The pharmacokinetics and bioavailability of meloxicam were investigated after single intravascular (IV), intramuscular (IM), and oral dose of 1 mg/kg in rainbow trout broodstock at 11 ± 1.2°C. A total of 36 healthy rainbow trout (Oncorhynchus mykiss) broodstock weighing 1.40 ± 0.26 kg was used for the investigation. Plasma concentrations of meloxicam were measured with high-performance liquid chromatography-ultraviolet detection, and pharmacokinetic parameters were calculated by non-compartmental analysis. The elimination half-life for IV, IM, and oral routes was 3.63, 4.55, and 2.95 h, respectively. The IV route for meloxicam showed the total clearance of 0.05 L/h/kg and volume of distribution at a steady state of 0.20 L/kg.
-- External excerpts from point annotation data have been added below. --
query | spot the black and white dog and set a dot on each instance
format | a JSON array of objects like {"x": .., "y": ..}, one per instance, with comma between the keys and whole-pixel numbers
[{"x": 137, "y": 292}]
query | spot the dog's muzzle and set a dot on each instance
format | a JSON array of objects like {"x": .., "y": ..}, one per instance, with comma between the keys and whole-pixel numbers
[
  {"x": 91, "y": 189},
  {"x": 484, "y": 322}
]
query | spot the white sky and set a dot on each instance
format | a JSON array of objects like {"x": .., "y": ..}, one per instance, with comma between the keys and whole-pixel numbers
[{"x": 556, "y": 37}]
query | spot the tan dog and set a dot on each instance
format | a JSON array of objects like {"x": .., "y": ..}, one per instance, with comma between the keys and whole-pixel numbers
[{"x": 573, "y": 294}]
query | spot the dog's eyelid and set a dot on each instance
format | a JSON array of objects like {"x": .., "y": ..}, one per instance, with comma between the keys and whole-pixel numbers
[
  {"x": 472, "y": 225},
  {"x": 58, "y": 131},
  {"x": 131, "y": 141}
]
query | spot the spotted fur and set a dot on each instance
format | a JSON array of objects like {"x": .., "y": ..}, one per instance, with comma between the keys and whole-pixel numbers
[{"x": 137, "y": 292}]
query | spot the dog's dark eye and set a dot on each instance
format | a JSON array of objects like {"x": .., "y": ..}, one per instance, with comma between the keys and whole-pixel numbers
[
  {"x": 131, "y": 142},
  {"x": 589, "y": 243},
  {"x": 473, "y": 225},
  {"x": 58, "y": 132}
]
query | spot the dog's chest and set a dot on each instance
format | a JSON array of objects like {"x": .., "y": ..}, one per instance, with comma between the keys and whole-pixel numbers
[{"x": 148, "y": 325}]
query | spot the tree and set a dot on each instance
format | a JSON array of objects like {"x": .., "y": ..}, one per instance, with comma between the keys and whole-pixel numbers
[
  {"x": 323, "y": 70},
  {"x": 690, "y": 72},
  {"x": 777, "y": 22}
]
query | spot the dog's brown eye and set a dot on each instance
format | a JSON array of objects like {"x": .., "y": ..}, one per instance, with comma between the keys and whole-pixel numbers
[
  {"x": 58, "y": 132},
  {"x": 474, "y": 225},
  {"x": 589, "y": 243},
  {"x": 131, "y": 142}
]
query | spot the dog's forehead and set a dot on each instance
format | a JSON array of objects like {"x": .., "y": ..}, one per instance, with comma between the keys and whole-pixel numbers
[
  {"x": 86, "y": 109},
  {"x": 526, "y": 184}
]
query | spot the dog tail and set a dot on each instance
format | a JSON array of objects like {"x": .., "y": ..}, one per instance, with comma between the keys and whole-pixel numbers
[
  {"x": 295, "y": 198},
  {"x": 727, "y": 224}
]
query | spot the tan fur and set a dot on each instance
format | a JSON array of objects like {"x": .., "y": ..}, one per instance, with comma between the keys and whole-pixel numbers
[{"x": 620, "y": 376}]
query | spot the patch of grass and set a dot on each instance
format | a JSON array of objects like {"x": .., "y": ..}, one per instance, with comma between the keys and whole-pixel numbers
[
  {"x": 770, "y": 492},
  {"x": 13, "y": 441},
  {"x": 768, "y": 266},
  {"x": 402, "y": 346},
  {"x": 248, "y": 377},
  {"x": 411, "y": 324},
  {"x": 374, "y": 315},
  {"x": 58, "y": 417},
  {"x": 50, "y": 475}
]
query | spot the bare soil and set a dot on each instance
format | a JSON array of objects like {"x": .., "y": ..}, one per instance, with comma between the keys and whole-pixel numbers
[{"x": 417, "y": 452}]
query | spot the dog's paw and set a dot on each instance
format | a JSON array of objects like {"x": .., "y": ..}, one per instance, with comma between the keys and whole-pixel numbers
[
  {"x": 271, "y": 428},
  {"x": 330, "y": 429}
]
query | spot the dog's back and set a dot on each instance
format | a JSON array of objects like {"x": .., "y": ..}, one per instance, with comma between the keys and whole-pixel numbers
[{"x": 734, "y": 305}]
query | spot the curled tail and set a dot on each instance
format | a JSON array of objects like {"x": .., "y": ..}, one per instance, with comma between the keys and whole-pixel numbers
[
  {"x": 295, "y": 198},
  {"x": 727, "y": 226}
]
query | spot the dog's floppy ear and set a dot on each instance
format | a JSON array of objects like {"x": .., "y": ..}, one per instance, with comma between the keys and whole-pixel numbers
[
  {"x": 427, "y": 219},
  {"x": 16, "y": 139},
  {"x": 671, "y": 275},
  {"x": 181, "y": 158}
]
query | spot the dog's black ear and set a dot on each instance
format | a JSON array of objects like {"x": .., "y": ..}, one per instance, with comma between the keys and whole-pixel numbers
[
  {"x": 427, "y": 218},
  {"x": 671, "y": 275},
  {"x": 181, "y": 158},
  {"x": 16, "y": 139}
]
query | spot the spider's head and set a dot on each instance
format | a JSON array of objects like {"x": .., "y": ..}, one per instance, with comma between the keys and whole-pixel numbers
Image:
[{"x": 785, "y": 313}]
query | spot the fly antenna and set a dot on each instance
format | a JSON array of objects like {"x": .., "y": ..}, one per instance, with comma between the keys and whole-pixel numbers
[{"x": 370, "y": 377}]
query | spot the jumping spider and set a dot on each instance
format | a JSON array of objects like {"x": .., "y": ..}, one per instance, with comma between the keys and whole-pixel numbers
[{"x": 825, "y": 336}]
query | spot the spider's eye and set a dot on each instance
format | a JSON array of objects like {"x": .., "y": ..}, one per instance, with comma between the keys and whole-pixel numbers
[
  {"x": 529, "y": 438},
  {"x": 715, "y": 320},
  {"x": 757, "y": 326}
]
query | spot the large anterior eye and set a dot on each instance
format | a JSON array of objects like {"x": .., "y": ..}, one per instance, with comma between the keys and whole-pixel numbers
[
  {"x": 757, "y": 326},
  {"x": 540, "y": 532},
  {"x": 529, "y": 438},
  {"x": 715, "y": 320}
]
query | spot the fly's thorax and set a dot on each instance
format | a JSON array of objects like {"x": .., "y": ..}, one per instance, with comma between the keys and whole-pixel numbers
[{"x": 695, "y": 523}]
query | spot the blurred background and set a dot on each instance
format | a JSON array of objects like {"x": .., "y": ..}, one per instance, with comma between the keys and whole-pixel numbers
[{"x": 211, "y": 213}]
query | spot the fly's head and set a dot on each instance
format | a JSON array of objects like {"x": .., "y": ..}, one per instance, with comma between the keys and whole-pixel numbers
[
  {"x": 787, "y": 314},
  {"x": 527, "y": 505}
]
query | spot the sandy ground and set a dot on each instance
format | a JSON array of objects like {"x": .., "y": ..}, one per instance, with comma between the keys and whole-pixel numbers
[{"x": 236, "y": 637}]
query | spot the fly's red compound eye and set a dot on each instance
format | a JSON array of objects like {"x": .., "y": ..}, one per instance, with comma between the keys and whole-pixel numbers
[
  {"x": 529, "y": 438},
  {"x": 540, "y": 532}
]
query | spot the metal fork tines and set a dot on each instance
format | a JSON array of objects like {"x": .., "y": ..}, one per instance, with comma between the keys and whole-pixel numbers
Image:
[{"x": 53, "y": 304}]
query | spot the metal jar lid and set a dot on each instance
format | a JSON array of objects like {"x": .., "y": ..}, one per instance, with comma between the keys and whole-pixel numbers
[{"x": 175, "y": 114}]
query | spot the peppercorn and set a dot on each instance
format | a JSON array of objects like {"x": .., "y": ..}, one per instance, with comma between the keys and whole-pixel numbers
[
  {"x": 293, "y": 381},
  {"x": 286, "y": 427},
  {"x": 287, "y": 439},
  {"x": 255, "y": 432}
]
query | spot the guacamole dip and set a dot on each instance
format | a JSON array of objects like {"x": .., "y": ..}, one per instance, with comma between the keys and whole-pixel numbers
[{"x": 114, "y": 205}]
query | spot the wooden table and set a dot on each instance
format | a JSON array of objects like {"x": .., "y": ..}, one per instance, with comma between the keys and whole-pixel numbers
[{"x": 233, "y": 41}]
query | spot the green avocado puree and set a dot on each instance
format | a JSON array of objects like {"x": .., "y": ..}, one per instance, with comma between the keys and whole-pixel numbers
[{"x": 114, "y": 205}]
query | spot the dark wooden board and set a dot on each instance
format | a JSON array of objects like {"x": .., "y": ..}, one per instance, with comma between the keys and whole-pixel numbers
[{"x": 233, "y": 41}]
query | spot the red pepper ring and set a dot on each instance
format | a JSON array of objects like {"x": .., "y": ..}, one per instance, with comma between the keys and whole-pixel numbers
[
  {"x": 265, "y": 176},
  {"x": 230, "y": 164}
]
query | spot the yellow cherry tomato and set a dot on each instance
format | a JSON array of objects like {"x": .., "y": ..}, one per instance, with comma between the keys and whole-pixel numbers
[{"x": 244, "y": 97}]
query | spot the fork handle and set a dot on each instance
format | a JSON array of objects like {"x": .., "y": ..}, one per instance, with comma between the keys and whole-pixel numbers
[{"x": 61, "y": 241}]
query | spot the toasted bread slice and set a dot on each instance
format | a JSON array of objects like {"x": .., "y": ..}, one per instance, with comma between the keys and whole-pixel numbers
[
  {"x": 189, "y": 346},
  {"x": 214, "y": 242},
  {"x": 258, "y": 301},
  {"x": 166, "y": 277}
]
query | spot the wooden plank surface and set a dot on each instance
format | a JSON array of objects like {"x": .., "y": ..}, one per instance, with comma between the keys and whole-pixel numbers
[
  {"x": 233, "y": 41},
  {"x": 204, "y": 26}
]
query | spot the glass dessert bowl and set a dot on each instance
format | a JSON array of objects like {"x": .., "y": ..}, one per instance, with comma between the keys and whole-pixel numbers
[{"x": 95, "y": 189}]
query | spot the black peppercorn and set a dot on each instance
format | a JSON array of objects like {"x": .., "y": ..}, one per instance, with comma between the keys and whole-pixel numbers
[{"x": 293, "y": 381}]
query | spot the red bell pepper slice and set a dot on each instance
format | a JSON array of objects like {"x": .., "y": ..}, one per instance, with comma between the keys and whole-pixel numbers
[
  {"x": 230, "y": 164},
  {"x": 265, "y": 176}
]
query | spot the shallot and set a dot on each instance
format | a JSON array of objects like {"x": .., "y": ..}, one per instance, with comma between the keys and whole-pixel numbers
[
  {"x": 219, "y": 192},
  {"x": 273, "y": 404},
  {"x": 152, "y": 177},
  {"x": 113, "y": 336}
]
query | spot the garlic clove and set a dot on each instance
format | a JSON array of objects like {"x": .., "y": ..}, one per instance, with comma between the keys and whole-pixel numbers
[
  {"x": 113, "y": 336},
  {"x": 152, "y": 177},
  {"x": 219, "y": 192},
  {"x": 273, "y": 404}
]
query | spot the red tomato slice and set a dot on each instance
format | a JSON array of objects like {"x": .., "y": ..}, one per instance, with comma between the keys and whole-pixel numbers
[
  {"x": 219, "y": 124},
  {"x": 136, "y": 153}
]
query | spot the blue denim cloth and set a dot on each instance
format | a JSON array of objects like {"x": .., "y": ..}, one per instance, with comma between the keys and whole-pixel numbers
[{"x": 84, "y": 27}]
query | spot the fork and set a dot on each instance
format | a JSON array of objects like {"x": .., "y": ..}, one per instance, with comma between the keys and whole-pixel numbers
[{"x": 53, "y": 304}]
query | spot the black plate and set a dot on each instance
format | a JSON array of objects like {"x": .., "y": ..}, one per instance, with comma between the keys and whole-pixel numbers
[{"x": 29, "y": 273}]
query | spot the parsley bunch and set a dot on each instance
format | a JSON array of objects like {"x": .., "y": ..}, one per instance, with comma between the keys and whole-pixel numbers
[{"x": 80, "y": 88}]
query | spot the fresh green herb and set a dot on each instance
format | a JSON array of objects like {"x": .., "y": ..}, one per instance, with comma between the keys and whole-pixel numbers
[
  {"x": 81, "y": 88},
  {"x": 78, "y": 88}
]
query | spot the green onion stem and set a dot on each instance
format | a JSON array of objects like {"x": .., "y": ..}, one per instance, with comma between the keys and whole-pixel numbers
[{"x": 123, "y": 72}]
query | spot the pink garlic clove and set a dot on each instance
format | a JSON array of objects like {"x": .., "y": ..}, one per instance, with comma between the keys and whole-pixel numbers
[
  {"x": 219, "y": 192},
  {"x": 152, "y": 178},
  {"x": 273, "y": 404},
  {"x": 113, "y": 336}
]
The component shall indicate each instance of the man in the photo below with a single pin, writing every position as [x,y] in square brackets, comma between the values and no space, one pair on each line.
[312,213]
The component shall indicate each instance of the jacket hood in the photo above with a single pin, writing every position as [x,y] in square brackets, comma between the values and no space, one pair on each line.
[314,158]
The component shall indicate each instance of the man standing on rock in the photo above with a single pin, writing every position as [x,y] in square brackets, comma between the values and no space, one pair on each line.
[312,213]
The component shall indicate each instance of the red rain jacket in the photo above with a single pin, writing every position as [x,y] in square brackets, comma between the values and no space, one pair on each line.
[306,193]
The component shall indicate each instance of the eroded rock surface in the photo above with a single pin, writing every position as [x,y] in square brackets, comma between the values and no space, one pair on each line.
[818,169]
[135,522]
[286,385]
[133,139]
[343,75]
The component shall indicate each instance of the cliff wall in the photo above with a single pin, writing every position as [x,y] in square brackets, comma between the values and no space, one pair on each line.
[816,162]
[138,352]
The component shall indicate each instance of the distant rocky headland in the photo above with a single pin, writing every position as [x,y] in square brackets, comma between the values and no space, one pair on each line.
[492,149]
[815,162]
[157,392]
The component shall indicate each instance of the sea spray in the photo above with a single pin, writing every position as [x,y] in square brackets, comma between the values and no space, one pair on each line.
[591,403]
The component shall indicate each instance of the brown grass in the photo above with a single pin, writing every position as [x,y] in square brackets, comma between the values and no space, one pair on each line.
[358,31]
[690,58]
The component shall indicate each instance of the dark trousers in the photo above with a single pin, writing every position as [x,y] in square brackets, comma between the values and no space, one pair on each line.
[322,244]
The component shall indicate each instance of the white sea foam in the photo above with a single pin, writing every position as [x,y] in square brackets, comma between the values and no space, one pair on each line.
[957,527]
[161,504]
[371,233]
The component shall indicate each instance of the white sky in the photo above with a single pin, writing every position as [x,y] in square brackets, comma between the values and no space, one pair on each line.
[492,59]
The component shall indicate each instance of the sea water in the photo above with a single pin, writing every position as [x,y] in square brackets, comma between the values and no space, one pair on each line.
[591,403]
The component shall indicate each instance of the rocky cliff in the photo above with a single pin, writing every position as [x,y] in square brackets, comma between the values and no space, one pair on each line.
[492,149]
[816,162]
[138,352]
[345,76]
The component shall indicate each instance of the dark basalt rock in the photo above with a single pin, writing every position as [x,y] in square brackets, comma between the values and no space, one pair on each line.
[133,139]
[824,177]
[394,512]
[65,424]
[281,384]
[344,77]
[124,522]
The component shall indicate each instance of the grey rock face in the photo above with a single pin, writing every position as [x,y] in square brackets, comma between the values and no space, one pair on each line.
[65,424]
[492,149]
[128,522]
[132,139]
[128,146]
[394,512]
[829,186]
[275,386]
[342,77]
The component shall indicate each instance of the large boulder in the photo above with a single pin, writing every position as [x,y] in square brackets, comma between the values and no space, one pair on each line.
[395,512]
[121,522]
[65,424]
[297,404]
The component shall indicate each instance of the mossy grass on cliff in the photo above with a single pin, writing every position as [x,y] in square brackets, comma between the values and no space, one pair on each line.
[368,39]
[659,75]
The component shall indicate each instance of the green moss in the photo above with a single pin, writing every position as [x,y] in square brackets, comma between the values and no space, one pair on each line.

The peak plasma concentration was 2.97 μg/ml for the IM route and 0.84 μg/ml for the oral route. The bioavailability was 78.45% for the IM route and 21.48% for the oral route. Meloxicam following IM and oral administration displayed short t_1/2ʎz . The short t_1/2ʎz could be an advantage for the short-term use in acute conditions. The IM route with the good bioavailability can be preferred for the treatment of various conditions. However, developing new oral formulations with the good bioavailability for meloxicam is necessary to minimize stress and trauma through minimal handling in rainbow trout broodstock.

PHARMACOKINETIC, PHARMACODYNAMIC, AND TOXICOLOGY STUDY OF ROBENACOXIB IN RAINBOW TROUT (ONCORHYNCHUS MYKISS)

Postoperative antinociception control in fish is currently suboptimal, as commonly used antiinflammatory drugs last for only a few hours at tested temperatures. Therefore, long-acting anti-inflammatory drugs, such as robenacoxib, could improve the welfare of fish. The pharmacokinetics, duration of antinociceptive action, and potential adverse effects of robenacoxib were evaluated through two prospective randomized blinded trials in rainbow trout (Oncorhynchus mykiss). Six healthy rainbow trout received a single IM administration of robenacoxib (2 mg/kg), and two control fish received the same volume of saline IM. Blood samples were collected at predetermined time points for 5 d. Plasma robenacoxib concentrations were measured using high-performance liquid chromatography-high-resolution hybrid orbitrap mass spectrometry and noncompartmental pharmacokinetic analysis. Ten additional rainbow trout received an intralabial injection of 0.05 ml of 2% acetic acid following a previously validated nociceptive model. The treated group (n = 6) received 2 mg/kg of robenacoxib IM and the control group (n = 4) received an equivalent volume of saline IM. The behavior, appetite, and opercular rate of the fish were evaluated every hour for 5 h, then once daily for 3 d. All 12 treated trout and 6 controls underwent histopathologic evaluation. Average maximum plasma concentration (C_max) was 329.9 ± 137.3 ng/ml observed at 2.1 ± 0.7 h (T_max) and terminal half-life was 12.6 ± 2.27 h. Plasma concentrations described as antinociceptive in domestic carnivores were measured for 3-4 d. This dose was associated with a significant decrease in rocking behavior (P = 0.017). No adverse effects were detected clinically nor on histopathology. Robenacoxib administered IM at 2 mg/kg appears to be safe and may provide an antinociceptive effect in rainbow trout. This study presents a new therapeutic option to provide long-lasting antinociception in rainbow trout.